My plans to photograph singular subjects in the vast emptiness of montains and valleys has gone out the window because there are no people out alone in those isolated areas. People stick together. Boys walk arm and arm with boys and men touch cheeks when they greet each other. When people see me they touch their heart with their right hand in a sufi greeting. This is a great place to be. Simply avoid any activity that may lead to toilet usage.

The Shadows in Between

May 28, 2009

Traveling without a laptop has its difficulties. Damn, can you believe that I’m on a computer that types Arabic letters in Farsi (at an internet cafe), in a region that speaks Pamiri (which is not a written language), in a country that speaks Tajik (which is in cyrilic script), with a translator that speaks Russian(my wife- no complaints).  I’m meeting people who speak five languages fluently (including German, Russian, English, and who have never been out of the village of Khorog, even to visit the capital city of Dushanbe)…
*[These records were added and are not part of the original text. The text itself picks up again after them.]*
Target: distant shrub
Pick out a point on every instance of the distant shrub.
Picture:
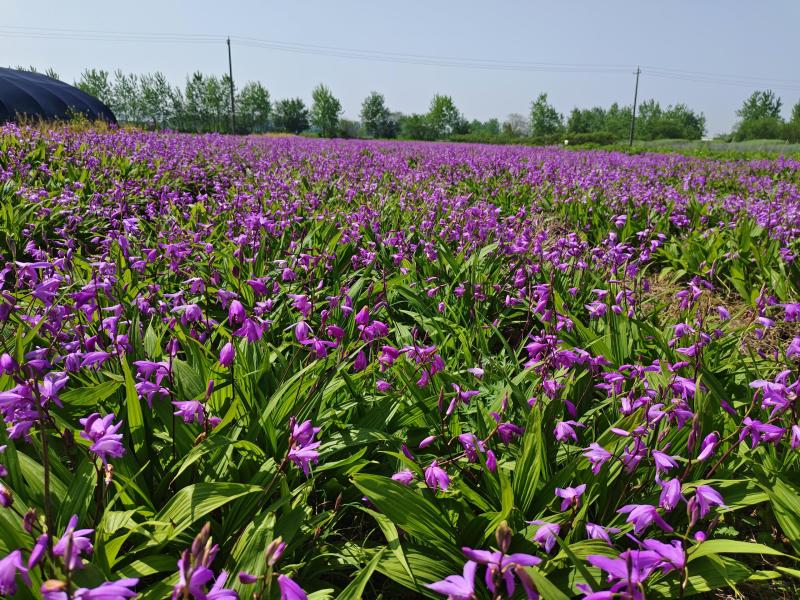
(599, 138)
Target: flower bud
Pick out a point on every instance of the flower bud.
(503, 536)
(6, 499)
(274, 551)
AND I’m saying that traveling without my laptop is a pain in the ass because I had to lighten up to fly on Aga Khan’s helicopter (which was a most magnificent trip through 20,000 foot peaks, as if I was in an episode of  Planet Earth).

Americans are jerks (self included), and yet, people like Americans because our president is a Moslem.  So I’m not complaining. I think I’ll make it without the ability to upload pictures for a few more days. I have got a few good ones that I want to share.

Off to the Pamirs

May 26, 2009

Here’s a quick look at some Dushanbe action. It is a quiet town, but the young folks have their plans. I’ve only seen one couple holding hands in public. They were embarrassed when they saw me take a picture. Unlike Russia, Moslem Dushanbe is strictly legit.

Brides6173More from Dushanbe later. Tomorrow, it’s the Pamirs.